GPU throughput relies heavily on custom kernel optimization, exploiting the memory hierarchy (fast SRAM vs. slow Global Memory/HBM).

  • Fused Kernels: Combining successive operations (especially point-wise operations like LayerNorm) into a single kernel prevents repeated movement of intermediate results between compute units and global memory.
  • Flash Attention: A core kernel optimization for attention that uses tiling and fusing to compute the attention matrix ($S = QK^T$) entirely on fast SRAM, avoiding materializing the large $N \times N$ matrix on slower HBM, which provides both significant speedup and memory saving.

Mixed Precision and FP8

Lower precision formats save memory and increase hardware FLOPS, though numerical stability is a concern.

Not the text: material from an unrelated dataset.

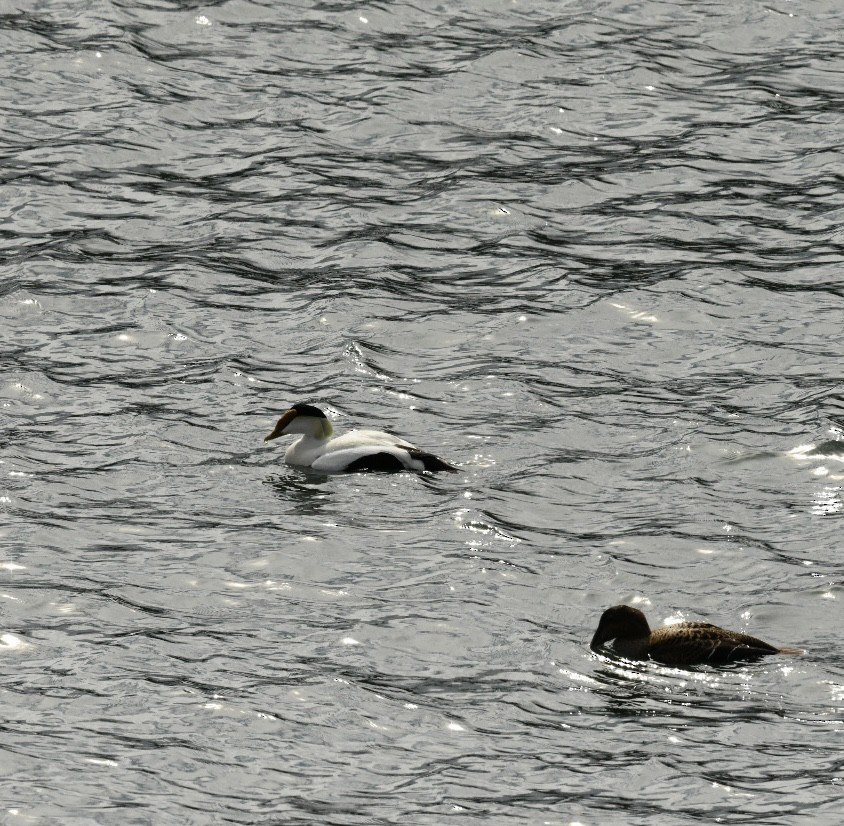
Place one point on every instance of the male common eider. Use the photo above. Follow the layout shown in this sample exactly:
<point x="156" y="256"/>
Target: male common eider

Format Total Bits Sign Exponent Mantissa Key Feature
float32 32 1 8 23 Default, high range and precision
bfloat16 16 1 8 7 Retains float32 range, sacrificing resolution
float8 (e4m3) 8 1 4 3 High throughput, very small range/resolution

FP16/BF16 Training requires FP32 master weights, loss scaling, and accumulation in FP32 to ensure numerical stability.

FP8 Training leverages the fact that NVIDIA H100 GPUs offer twice the theoretical FLOPS for FP8 compared to BF16. While experimental, optimized FP8 techniques (like DeepSeek-V3’s tile quantization) aim to reduce the parameter memory burden significantly. For example, some FP8 recipes aim to reduce total memory consumption to around $\mathbf{10\Psi}$ bytes per parameter, compared to the $\mathbf{20\Psi}$ BF16 baseline.